Former NSA Senior Executive Pleads Guilty to Unauthorized Access of Government Computer
WASHINGTON - Former National Security Agency (NSA) senior executive Thomas A. Drake pleaded guilty today in U.S. District Court in Baltimore to a one-count criminal information charging him with unauthorized access of an NSA computer, announced Assistant Attorney General Lanny A. Breuer of the Justice Department’s Criminal Division.
Drake, 54, pleaded guilty before U.S. District Court Judge Richard D. Bennett to the misdemeanor offense of intentionally exceeding the authorized access of a computer. Sentencing is scheduled for July 15, 2011, at 3:00 p.m. EDT.
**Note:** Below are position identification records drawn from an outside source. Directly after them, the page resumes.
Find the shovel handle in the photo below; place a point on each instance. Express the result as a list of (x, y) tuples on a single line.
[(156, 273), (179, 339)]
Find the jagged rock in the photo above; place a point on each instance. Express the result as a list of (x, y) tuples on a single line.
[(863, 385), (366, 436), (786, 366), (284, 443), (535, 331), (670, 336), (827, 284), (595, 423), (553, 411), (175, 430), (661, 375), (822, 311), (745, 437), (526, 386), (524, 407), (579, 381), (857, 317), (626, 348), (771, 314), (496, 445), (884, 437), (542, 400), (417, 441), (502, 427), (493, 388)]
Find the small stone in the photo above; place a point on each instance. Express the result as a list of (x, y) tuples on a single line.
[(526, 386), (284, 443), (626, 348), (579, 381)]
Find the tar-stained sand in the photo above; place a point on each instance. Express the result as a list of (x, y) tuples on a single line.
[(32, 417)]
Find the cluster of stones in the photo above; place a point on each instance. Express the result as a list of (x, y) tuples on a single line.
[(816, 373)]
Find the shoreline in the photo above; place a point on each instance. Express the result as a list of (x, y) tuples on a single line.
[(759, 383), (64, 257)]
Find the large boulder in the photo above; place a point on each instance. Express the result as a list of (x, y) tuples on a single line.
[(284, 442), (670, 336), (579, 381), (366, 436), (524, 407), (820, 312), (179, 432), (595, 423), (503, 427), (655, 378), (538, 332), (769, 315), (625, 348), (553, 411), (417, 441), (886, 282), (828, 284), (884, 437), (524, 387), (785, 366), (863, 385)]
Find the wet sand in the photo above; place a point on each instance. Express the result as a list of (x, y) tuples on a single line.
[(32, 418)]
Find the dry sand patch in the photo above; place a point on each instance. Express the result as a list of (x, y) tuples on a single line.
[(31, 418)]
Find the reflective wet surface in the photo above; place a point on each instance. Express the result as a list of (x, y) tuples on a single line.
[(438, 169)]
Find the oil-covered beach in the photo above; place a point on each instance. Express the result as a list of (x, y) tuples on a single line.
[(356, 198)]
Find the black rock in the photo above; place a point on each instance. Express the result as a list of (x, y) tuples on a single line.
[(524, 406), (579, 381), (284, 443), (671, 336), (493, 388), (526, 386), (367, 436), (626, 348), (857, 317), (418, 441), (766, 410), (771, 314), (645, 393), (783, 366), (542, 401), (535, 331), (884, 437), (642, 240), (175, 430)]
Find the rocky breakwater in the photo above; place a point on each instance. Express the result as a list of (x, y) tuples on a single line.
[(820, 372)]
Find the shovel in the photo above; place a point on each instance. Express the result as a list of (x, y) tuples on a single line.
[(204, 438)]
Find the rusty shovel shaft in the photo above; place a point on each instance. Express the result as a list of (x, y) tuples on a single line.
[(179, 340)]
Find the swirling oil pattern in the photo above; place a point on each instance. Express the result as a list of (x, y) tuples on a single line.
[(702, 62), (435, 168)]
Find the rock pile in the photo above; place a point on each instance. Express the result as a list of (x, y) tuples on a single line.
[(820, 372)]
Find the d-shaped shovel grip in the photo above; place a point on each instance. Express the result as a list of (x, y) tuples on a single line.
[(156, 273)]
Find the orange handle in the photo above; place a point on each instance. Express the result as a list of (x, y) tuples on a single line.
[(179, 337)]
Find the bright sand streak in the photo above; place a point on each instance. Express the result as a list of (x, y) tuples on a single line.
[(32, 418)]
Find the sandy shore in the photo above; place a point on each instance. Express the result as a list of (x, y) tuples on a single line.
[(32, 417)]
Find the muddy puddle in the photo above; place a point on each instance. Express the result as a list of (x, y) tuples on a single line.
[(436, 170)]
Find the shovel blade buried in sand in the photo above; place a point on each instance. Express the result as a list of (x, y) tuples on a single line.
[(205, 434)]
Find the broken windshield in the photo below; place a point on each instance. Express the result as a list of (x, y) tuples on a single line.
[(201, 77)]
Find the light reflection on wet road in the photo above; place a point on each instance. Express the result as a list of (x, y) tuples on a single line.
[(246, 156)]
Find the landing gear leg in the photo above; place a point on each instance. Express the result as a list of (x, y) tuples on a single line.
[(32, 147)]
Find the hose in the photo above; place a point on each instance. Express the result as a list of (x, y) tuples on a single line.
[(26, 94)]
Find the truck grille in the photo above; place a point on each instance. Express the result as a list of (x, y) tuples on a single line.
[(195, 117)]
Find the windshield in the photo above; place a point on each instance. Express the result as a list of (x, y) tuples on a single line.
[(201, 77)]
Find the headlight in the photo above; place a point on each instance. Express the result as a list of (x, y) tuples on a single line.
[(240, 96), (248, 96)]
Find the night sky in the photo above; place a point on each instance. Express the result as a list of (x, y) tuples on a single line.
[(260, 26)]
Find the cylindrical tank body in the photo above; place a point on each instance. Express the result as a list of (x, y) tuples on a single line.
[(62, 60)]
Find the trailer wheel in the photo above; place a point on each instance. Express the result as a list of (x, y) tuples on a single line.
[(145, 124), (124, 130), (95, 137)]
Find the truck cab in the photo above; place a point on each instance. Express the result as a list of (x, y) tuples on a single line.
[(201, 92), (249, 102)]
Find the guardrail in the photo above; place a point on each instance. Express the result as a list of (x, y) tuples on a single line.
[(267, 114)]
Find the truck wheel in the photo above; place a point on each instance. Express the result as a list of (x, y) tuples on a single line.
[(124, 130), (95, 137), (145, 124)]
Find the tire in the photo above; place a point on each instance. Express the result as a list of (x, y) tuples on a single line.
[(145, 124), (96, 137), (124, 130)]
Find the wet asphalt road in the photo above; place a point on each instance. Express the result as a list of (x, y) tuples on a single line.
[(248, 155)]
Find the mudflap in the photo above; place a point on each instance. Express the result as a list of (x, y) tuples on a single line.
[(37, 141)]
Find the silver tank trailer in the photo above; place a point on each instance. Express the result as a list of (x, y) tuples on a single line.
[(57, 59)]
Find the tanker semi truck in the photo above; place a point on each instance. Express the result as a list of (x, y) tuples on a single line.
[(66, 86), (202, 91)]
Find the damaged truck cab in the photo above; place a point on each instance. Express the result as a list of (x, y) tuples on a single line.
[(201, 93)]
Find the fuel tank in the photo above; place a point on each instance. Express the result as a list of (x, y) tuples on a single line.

“Today, Thomas Drake admitted that he illegally accessed classified NSA computer systems to obtain information that he then provided to another person who had no authorization to receive it As today’s guilty plea shows, in cases involving classified information, we must always strike the careful balance between holding accountable those who break our laws, while not disclosing highly-sensitive information that our intelligence agencies conclude would be harmful to our nation’s security if used at trial,” said Assistant Attorney General Breuer. “Individuals who are granted special access to our nation’s most sensitive information cannot unilaterally decide to disregard the law and agreements they make with the government on how that information may be handled.”
According to the statement of facts, Drake worked as an employee of the NSA from August 2001 through April 2008. In connection with his employment, Drake was granted a Top Secret clearance and had access to classified computer systems, such as the NSA’s internal intranet or NSANet. Drake received various security briefings regarding the handling restrictions and requirements involving official NSA information, and knew that the NSA restricted the use of and access to its computers and NSANet for official use only.
According to the statement of facts, from approximately February 2006 through March 2007, Drake intentionally accessed NSANet, obtained NSA information and provided the information to another person not permitted or authorized to receive it.
Also today, in exchange for the defendant’s guilty plea, the government filed a motion to dismiss, at the time of sentencing, the pending indictment against Drake. Drake was charged in an April 2010 indictment with willful retention of classified information, obstruction of justice and false statements.
According to the government’s motion, pre-trial rulings by the court under the Classified Information Procedures Act (CIPA) would have required that highly classified information appear, without substitution, in exhibits made publicly available at trial. The NSA concluded that such disclosure would harm national security. According to the filing, in CIPA litigation, the parties indicate what classified information they reasonably expect to disclose thorough evidence, and the court makes determinations on how and what classified information may be used at trial. The government then must make a determination whether the disclosure of that classified information could harm national security, and accordingly how the prosecution is impacted.
The case is being prosecuted by Senior Litigation Counsel William M. Welch II of the Criminal Division and Trial Attorney John P. Pearson of the Criminal Division’s Public Integrity Section. This case was investigated by the FBI and the NSA Office of Security & Counterintelligence. The National Security Division also provided assistance in this matter.